I posted this on OSF but here it is.

http://pages.ebay.com/help/tp/vero-rights-owner.html


This reminds me of a cheer we used to do when I was a cheerleader. Let's say it all together, shall we? 

"Go get'um aha"
"Go get'um aha"
"Go get'um, go get'um, go get'um, UH, UH, UH!"


----------



## Ron-NY (May 23, 2008)

thanks Candace

Done and in fax machine...thanks


----------



## NYEric (May 23, 2008)

Nice photo Ron; how long have you had that plant for sale?! oke:


----------



## MoreWater (May 23, 2008)

I'm always glad to see more people make use of VeRO! :clap:


----------



## practicallyostensible (May 24, 2008)

The description sounds like a pitch from a used car salesman.
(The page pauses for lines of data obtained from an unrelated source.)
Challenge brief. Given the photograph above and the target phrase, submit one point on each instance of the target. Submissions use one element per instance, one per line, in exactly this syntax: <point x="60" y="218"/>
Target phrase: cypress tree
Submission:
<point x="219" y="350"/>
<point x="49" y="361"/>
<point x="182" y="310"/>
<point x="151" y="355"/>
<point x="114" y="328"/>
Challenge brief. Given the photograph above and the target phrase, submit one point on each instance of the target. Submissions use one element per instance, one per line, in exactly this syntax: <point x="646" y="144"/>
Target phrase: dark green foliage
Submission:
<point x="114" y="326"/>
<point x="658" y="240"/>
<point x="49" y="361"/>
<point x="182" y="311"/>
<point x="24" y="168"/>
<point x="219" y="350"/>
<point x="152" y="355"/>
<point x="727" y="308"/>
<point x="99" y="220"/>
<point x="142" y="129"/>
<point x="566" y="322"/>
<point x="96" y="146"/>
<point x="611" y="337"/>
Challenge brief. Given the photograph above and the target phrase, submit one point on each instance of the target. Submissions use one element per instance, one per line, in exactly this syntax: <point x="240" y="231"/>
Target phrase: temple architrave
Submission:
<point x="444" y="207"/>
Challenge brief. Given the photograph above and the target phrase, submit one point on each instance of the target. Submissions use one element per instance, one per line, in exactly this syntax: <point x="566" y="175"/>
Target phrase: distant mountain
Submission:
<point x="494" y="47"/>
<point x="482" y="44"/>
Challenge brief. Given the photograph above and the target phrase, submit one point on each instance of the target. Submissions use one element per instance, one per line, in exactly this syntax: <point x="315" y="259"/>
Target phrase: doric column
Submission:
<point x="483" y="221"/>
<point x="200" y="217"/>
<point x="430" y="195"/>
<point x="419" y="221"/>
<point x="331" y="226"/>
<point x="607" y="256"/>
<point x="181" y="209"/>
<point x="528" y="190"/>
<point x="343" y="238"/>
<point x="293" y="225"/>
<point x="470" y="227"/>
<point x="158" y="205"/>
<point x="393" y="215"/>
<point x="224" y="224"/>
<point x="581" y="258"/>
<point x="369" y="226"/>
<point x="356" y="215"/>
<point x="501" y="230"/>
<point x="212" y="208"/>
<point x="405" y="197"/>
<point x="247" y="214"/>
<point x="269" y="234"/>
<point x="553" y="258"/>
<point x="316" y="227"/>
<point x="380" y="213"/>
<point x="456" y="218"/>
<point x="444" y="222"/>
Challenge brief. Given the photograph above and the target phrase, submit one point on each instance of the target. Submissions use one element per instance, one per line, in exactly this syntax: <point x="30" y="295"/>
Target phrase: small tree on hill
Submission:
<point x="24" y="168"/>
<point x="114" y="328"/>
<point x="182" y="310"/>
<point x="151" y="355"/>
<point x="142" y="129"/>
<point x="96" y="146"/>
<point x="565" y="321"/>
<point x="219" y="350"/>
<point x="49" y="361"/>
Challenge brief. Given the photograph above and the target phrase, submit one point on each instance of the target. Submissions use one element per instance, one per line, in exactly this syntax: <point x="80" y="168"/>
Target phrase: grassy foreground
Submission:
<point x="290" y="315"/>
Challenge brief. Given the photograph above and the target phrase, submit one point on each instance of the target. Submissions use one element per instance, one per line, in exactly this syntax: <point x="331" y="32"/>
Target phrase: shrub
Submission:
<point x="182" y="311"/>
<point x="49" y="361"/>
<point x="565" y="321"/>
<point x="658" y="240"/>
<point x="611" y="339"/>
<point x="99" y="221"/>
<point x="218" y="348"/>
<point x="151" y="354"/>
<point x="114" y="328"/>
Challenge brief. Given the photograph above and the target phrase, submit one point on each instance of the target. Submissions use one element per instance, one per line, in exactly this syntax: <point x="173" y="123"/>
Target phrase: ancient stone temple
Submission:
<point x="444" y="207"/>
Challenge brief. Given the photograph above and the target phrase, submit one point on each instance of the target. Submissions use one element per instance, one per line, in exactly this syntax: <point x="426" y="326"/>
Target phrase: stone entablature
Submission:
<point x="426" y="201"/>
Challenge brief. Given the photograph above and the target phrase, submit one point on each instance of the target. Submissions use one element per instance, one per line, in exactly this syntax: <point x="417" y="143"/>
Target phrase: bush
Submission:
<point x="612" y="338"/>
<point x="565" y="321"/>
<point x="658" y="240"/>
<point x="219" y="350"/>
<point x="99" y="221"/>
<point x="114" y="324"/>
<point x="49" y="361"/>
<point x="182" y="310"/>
Nice photo, is that your plant Ron?


----------



## Heather (May 24, 2008)

Looks like a lot of folks these days are sniping from Stephen's site. I wonder if there's anything we can do about that? (Stephen?)

Think we should make that link a sticky in the top of the photo forums? I'd be happy to do that today if you wish it so.


----------



## Candace (May 24, 2008)

I think a sticky about photo copyright and use for commercial purposes would be a great idea. Does Stephen's site have a copyright useage warning? Unfortunatey, you can do images searches that finds the photos and you can bypass webpages so some people may only be viewing images and not seeing the warnings. But this seller should know better since isn't this the same one Ernie had problems with??


----------



## SlipperFan (May 24, 2008)

I see that the picture has been removed. Yay!


----------



## Ron-NY (May 26, 2008)

the auction was removed because of the copyright infringement. 

the pic is of a cross I had but unfortunately, it died of crown rot


----------



## practicallyostensible (May 27, 2008)

Ron-NY said:


> the pic is of a cross I had but unfortunately, it died of crown rot



I'm sorry to hear that.


----------



## NYEric (May 27, 2008)

Sorry to hear about the plant Ron but now you can see why I use my special photography techniques! :crazy:


----------



## Ron-NY (May 27, 2008)

practicallyostensible said:


> I'm sorry to hear that.


 so was I


----------